President Obama earlier today in at the University of Richmond—located right inside Eric Cantor's congressional district:
I'm asking you to lift up your voices, not just here in Richmond—anybody watching, listening, following online, I want you to call, I want to email, I want you to Tweet. I want you to Fax, I want you to visit, I want you to Facebook. Send a carrier pigeon.
I want you to tell your congressperson the time for gridlock and games is over, the time for action is now, the time to create jobs is now. Pass this bill!
If you want construction workers on the work site, pass this bill. If you want teachers in the classroom, pass this bill. If you want small business owners to hire new people, pass this bill. If you veterans to get their share of opportunity that they helped create, pass this bill. If you want a tax break, pass this bill.
Prove you will fight as hard for tax cuts for workers and middle-class people as you do for oil companies and rich folks. Pass this bill! Let's get something done.
The White House isn't publicly admitting that today's venue selection had anything to do with Cantor, but it obviously wasn't a coincidence. And based on Cantor's reaction—asking Obama to not take his message directly to the public—it seems like it got under his skin. And that, of course, is the point. The only way we're going to get Republicans to take action is if they fear that they could lose their own jobs next November.

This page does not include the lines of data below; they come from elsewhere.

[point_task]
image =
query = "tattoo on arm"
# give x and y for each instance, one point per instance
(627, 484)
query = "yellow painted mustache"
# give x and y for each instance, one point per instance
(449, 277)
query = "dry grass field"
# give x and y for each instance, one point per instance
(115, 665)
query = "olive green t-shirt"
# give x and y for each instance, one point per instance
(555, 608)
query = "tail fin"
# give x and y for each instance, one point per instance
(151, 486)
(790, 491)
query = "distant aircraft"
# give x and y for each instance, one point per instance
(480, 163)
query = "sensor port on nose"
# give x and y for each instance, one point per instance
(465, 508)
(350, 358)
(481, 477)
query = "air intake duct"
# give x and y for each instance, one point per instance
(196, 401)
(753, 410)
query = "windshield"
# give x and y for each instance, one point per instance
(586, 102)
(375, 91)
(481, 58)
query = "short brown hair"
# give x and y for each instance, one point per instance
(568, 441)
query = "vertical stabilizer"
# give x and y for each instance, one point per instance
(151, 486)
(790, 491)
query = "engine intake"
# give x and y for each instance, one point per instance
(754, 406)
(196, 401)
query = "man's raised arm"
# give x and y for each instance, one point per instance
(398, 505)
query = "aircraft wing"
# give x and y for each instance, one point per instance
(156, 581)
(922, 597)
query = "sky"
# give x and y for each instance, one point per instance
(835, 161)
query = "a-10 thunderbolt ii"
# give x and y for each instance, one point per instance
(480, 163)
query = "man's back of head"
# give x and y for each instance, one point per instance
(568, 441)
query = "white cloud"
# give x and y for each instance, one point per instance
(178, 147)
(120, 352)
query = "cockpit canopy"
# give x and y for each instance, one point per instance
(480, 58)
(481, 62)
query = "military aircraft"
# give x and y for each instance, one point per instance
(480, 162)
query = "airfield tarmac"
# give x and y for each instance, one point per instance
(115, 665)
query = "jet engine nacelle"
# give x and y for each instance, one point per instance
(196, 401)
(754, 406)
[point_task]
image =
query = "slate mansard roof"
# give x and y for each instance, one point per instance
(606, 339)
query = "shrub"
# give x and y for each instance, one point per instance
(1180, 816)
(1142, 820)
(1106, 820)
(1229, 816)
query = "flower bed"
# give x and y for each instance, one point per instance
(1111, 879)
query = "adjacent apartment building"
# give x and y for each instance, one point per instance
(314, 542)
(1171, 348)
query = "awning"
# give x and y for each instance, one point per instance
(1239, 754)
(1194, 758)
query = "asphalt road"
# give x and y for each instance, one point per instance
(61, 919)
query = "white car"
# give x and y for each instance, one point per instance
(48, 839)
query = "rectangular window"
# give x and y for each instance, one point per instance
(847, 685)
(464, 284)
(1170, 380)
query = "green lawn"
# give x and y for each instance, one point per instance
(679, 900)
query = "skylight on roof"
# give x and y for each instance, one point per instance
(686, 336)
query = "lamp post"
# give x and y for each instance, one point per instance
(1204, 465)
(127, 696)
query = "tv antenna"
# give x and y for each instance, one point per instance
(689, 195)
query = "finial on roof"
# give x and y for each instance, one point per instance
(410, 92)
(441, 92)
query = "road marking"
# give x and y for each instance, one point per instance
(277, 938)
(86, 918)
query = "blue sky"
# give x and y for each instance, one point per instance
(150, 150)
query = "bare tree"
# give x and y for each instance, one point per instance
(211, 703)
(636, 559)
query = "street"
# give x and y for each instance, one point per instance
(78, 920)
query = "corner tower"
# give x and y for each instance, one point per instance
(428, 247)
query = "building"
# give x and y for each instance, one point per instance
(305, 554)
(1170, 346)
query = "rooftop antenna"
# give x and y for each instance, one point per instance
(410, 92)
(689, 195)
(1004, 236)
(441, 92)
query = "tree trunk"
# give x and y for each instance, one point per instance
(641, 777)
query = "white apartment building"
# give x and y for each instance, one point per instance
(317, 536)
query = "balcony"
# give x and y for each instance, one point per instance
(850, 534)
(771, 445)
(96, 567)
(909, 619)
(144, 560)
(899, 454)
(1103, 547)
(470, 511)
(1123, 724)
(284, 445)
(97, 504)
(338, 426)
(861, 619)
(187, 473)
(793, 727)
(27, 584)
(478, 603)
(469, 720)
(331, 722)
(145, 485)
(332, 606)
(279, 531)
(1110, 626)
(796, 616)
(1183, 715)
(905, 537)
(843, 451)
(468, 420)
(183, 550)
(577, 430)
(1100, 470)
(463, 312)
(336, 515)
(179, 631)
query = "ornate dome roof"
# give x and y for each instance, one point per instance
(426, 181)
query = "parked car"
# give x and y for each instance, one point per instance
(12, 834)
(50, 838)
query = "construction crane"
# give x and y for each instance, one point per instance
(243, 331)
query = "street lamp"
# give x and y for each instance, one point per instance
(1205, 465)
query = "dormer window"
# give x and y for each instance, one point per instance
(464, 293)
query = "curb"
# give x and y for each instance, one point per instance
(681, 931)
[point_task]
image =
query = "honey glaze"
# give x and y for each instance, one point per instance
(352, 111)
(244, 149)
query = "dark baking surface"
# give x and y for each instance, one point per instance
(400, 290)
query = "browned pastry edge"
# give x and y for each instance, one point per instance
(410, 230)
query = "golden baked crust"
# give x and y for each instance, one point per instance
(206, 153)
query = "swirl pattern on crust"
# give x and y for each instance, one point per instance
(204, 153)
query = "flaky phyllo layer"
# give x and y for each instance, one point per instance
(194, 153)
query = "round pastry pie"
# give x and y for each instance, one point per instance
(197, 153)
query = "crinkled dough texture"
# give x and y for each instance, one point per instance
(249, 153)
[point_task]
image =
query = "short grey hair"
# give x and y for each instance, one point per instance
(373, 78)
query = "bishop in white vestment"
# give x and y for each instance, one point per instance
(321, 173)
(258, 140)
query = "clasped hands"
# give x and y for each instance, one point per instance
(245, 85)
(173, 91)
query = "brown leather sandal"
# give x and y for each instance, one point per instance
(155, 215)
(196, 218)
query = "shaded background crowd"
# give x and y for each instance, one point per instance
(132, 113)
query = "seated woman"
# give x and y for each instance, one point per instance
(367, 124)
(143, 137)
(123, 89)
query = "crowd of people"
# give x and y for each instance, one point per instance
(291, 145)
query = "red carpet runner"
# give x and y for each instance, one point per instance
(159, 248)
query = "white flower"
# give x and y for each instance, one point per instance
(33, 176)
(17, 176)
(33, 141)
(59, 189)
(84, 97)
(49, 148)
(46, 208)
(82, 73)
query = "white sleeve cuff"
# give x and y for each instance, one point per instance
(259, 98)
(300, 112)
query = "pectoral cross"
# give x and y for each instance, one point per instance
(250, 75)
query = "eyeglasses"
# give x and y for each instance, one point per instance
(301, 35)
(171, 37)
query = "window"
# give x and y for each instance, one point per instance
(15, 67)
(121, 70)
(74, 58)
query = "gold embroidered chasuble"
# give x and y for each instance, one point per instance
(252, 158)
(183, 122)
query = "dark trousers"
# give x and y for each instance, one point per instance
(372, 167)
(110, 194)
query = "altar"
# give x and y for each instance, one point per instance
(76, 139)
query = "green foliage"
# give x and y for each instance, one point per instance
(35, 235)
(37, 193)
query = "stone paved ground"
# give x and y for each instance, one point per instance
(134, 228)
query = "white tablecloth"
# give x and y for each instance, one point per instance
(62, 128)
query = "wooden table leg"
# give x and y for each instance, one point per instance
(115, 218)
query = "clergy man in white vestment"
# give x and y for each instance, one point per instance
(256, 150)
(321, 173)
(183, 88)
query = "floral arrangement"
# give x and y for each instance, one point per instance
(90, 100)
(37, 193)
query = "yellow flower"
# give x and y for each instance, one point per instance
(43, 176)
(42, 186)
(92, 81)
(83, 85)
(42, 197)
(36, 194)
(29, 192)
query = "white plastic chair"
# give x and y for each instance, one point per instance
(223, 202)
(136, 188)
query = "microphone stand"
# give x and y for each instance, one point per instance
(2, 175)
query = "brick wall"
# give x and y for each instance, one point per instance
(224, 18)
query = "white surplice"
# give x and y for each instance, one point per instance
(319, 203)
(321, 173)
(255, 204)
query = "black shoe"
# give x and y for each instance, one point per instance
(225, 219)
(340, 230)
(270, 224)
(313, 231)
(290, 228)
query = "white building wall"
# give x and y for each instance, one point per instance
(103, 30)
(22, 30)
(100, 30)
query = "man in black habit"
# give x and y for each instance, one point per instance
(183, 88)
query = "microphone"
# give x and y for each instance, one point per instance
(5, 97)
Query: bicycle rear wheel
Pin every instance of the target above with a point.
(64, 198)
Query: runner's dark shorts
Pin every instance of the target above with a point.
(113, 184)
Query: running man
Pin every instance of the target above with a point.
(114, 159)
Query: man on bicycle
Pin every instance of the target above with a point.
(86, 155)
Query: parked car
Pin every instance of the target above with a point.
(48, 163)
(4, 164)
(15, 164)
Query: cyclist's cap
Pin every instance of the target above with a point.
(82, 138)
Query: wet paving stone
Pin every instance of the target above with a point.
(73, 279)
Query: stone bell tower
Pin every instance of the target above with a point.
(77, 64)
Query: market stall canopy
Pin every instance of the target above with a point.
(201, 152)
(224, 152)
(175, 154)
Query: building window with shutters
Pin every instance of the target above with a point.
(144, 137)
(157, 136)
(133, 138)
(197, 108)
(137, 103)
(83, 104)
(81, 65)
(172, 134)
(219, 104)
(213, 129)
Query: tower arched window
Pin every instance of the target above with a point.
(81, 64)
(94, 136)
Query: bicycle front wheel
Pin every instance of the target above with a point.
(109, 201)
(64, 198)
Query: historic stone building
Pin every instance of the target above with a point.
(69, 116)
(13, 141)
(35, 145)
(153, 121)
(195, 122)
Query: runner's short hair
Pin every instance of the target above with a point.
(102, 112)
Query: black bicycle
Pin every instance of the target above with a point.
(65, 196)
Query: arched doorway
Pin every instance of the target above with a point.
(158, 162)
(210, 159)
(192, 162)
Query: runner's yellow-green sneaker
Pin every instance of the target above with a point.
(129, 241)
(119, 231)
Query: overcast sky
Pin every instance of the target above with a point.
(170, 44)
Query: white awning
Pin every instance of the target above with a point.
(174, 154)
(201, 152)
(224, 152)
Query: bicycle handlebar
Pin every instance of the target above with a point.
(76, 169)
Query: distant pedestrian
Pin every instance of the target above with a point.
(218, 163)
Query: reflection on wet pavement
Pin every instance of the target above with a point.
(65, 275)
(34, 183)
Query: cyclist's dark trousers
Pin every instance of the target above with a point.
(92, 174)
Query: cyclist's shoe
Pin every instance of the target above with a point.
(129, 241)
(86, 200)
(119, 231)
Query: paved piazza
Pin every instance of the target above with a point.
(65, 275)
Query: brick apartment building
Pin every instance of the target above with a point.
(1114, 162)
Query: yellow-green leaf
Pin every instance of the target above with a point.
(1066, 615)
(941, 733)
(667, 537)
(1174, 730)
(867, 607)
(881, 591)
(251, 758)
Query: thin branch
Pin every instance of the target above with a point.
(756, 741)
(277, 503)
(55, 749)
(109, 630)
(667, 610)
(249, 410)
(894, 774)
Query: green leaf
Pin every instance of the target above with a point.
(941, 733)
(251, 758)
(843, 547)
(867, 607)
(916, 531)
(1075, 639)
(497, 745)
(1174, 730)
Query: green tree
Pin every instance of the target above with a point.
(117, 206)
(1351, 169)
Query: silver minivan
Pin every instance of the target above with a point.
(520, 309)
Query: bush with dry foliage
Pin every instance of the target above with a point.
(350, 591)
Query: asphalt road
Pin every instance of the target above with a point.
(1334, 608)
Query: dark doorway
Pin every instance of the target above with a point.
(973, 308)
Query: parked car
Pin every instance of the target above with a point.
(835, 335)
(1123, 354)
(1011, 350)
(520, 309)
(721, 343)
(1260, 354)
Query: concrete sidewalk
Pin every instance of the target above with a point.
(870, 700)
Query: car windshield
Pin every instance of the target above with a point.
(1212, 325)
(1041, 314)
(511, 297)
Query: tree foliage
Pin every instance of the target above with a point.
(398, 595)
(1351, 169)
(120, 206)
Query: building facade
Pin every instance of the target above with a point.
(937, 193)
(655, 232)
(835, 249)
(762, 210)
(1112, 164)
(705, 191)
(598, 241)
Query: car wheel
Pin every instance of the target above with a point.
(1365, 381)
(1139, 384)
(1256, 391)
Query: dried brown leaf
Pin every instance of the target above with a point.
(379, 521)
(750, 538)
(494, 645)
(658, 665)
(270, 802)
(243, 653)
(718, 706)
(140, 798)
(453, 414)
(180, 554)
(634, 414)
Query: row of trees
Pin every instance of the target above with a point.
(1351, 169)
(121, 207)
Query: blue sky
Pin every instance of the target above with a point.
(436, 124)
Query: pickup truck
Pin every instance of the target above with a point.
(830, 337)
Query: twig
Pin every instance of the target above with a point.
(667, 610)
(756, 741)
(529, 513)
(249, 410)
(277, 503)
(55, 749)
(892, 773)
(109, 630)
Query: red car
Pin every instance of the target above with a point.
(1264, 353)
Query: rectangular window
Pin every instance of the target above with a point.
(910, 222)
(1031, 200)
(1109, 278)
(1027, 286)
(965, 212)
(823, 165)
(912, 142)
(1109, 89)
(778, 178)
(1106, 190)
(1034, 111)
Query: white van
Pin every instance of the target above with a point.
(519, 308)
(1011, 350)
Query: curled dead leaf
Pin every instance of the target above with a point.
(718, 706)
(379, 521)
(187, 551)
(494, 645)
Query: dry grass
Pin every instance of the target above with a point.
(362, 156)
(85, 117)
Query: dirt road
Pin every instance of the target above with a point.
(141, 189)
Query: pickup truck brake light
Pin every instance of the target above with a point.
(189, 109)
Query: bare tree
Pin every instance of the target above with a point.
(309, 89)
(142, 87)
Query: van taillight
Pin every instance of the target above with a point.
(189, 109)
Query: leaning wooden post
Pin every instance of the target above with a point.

Cantor has tried to sound reasonable, saying Republicans would be willing to consider elements of the American Jobs Act and even might approve components of the package on a piecemeal basis. The White House, however, is rejecting that approach. Greg Sargent:
Yesterday, after the President finished up his speech last night, House Republicans responded by signaling an openness to passing parts of Obama’s new jobs bill, while signaling disapproval of Obama’s vow to barnstorm the country to get the American Jobs Act passed in its current form.
“The message was: either accept my package as it is, or I will take it to the American people,” Eric Cantor said. “I would say that that’s the wrong approach.”
Today, the White House offered its answer: Sorry, we want the whole bill passed. Nothing less.
As Greg points out, the White House appears to believe they've turned the tables on the GOP, putting Republicans in a position where they must either act or accept responsibility for failing to act. But as President Obama made clear last night and today, they do not think they can do it without help from the American public. And the flip side of that is equally true: we cannot do it without the President.